17.34

Abgeordneter Mag. Felix Eypeltauer (NEOS): Herr Präsident! Hohes Haus! Ge­schätzte Frau Justizministerin! Liebe Bürgerinnen und Bürger! Das Mietrechtsgesetz ist in zahlreichen Punkten enorm lebensfremd und starr und wird oft sehr abstrakt disku­tiert, auch hier im Haus. Es wird aber jetzt für viele von der abstrakten Norm zum ganz konkreten Problem – für alle nämlich, bei denen jetzt Mietverträge auslaufen und für die es momentan schwierig bis unmöglich ist, eine neue Wohnung zu finden geschwei­ge denn zu beziehen.

Das Problem ist der § 29 Abs. 3 MRG. Selbst wenn beide Seiten wollen, gibt es nach Mietrechtsgesetz derzeit keine rechtssichere Möglichkeit, zu sagen: Gut, wir verlängern um ein paar Monate! Vielmehr ist es so: Entweder man schließt einen neuen befris­teten Mietvertrag ab, dann mit einer Mindestdauer von drei Jahren, oder eben einen un­befristeten Mietvertrag – oder man räumt die Wohnung. Da gibt es noch die Möglichkeit, mit Räumungsaufschub ein paar Wochen herauszuschinden, aber das kann ja wohl nicht der Anspruch sein. Zahlreiche Mietverträge laufen also dieser Tage aus, und das droht für viele zum existenziellen Problem zu werden. (Beifall der Abg. Meinl-Reisinger.)

Derzeit eine neue Wohnung zu finden, ist schlicht und ergreifend unmöglich, derzeit eine neue Wohnung zu beziehen, ist ein Ding der Unmöglichkeit. Finden Sie jetzt ein­mal einen Maler oder kaufen Sie selber Farbe, finden Sie einen Umzugsdienst (Abg. Meinl-Reisinger: Einen Makler!), finden Sie einen Makler, machen Sie Wohnungsbe­sichtigungen! – Das ist derzeit schlicht und ergreifend nicht möglich. Jetzt herzugehen und zu sagen: Na gut, dann lade ich mir ein paar Freunde ein, die mir beim Umziehen helfen!, ist vielleicht in Zeiten des Social Distancing auch nicht unbedingt intelligent.

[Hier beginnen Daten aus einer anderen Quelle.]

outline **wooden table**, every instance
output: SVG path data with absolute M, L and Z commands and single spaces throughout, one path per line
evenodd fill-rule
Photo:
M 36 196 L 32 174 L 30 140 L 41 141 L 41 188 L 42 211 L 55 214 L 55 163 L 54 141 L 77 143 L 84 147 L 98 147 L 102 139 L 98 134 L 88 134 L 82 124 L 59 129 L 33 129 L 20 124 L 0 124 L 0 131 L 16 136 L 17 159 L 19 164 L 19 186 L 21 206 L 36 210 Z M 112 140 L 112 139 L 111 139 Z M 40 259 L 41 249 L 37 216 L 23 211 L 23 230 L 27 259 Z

Wir müssen also, meine sehr geehrten Damen und Herren, die Möglichkeit schaffen, bestehende aber jetzt auslaufende Mietverträge einvernehmlich zwischen Mieter und Vermieter um ein paar Monate – unser Vorschlag ist maximal bis Ende des Jahres – zu verlängern. (Beifall bei den NEOS sowie des Abg. Martin Graf.)

Das bedeutet, wenn ein Mieter jetzt beantragt: Lieber Vermieter, ich brauche ein paar Monate mehr, ich habe keine Wohnung!, muss der Vermieter sagen können: Gut, so machen wir das, wir verlängern ein paar Monate! Das ist eine praktische Lösung, das ist eine lebensnahe Lösung, die dringend notwendig ist.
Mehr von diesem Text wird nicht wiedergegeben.